You only need to run this cell the first time running the notebook (it might take some time).

In [None]:
!pip install numpy scipy torch transformers librosa pandas

### Step 2: Import Required Modules

In [None]:
import logging
import json
import os
import torch

from utils import infer

### Step 3: Set Paths and Parameters

Before running: place your `.wav` files in the `audios/` folder next to this notebook.

You also need:
- **checkpoint file** (`.pth`) -- the trained WhisperFormer model
- **whisper_config/** folder -- must contain `config.json` and `preprocessor_config.json` from the Whisper model used during training (copy from `whisper_models/whisper_base` or `whisper_models/whisper_large` in the main repository)

In [None]:
logging.basicConfig(level=logging.INFO)
PATH = os.getcwd()

# --- Paths (adjust if needed) ---
DATA_DIR = os.path.join(PATH, "audios")
CHECKPOINT_PATH = os.path.join(PATH, "checkpoint.pth")
WHISPER_CONFIG_PATH = os.path.join(PATH, "whisper_config")
OUTPUT_DIR = os.path.join(PATH, "jsons")

# --- Inference parameters ---
THRESHOLD = 0.35        # minimum confidence score to keep a prediction
IOU_THRESHOLD = 0.4     # IoU threshold for non-maximum suppression
NUM_RUNS = 3            # number of offset runs (1 = fast, 3 = more robust)
OVERLAP_TOLERANCE = 0.1 # IoU threshold for consolidating predictions across runs
TOTAL_SPEC_COLUMNS = 3000
BATCH_SIZE = 4

### Step 4: Verify Paths

Run this cell to check that all required paths exist.

In [None]:
all_ok = True

print("Checkpoint:", CHECKPOINT_PATH)
if os.path.exists(CHECKPOINT_PATH):
    size_mb = os.path.getsize(CHECKPOINT_PATH) / 1e6
    print(f"  OK ({size_mb:.0f} MB)")
else:
    print("  MISSING -- please provide a .pth checkpoint file")
    all_ok = False

print("Whisper config:", WHISPER_CONFIG_PATH)
if os.path.isdir(WHISPER_CONFIG_PATH):
    contents = os.listdir(WHISPER_CONFIG_PATH)
    print(f"  OK (files: {contents})")
    for needed in ["config.json", "preprocessor_config.json"]:
        if needed not in contents:
            print(f"  WARNING: {needed} is missing in whisper_config/")
            all_ok = False
else:
    print("  MISSING -- copy from whisper_models/whisper_base or whisper_large")
    all_ok = False

print("Audio folder:", DATA_DIR)
if os.path.isdir(DATA_DIR):
    wav_files = [f for f in os.listdir(DATA_DIR) if f.lower().endswith(".wav")]
    print(f"  OK ({len(wav_files)} WAV file(s) found)")
    if not wav_files:
        print("  WARNING: no .wav files found in audios/")
        all_ok = False
else:
    print("  MISSING -- create an 'audios' folder and place your .wav files there")
    all_ok = False

print()
print("Device:", "cuda" if torch.cuda.is_available() else "cpu")
print()
if all_ok:
    print("Everything looks good! Proceed to Step 5.")
else:
    print("Please fix the issues above before running inference.")

### Step 5: Run Inference

This will process all `.wav` files in `audios/` and save predictions as `.json` files in `jsons/`.

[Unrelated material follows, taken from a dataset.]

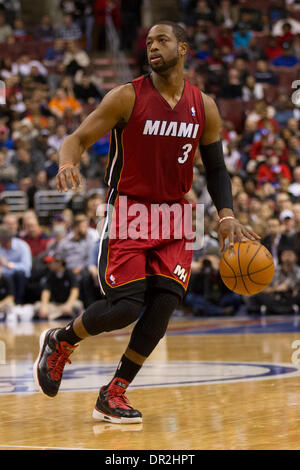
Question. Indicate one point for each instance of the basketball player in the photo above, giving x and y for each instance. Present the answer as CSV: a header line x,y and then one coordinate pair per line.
x,y
156,122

The model runs each file multiple times with different time offsets and consolidates the results for more robust predictions.

In [None]:
results = infer(
    data_dir=DATA_DIR,
    checkpoint_path=CHECKPOINT_PATH,
    whisper_config_path=WHISPER_CONFIG_PATH,
    output_dir=OUTPUT_DIR,
    threshold=THRESHOLD,
    iou_threshold=IOU_THRESHOLD,
    total_spec_columns=TOTAL_SPEC_COLUMNS,
    batch_size=BATCH_SIZE,
    num_runs=NUM_RUNS,
    overlap_tolerance=OVERLAP_TOLERANCE,
)

### Step 6: Results Summary

Overview of the detected calls per file:

total = 0
for filename, preds in results.items():
    n = len(preds["onset"])
    total += n
    clusters = {}
    for c in preds["cluster"]:
        clusters[c] = clusters.get(c, 0) + 1
    cluster_str = ", ".join(f"{k}: {v}" for k, v in sorted(clusters.items()))
    print(f"  {filename}: {n} predictions ({cluster_str})")

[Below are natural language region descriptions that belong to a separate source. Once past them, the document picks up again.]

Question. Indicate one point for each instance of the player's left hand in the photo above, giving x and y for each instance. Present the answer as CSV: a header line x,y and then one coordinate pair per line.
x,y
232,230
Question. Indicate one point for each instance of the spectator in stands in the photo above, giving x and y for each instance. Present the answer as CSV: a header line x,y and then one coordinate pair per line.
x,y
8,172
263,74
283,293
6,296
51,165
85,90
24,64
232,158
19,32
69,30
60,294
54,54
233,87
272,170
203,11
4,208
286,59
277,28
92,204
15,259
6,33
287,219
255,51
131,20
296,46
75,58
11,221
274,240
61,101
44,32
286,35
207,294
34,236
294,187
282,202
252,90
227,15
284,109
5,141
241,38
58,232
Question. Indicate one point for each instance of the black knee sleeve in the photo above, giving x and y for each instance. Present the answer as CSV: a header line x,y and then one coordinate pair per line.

print(f"\nTotal: {total} predictions across {len(results)} file(s)")
print(f"Results saved to: {OUTPUT_DIR}")

In [None]:
### Step 7: Convert to Raven Selection Tables (Optional)

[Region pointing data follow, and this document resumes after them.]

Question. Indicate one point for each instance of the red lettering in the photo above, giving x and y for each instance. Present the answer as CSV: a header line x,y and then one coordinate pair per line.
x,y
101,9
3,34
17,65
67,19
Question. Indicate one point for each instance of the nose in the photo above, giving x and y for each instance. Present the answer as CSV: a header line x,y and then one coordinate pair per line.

To visualize the results in Raven, convert the `.json` files to `.txt` selection tables.

In [None]:
from json_to_raven import process_folder

JSON_DIR = os.path.join(PATH, "jsons")
RAVEN_DIR = os.path.join(PATH, "raven")

process_folder(JSON_DIR, RAVEN_DIR)

The `.txt` selection tables can now be found in the `raven/` folder. Open them in Raven Pro alongside the corresponding audio files to visualize the detected calls.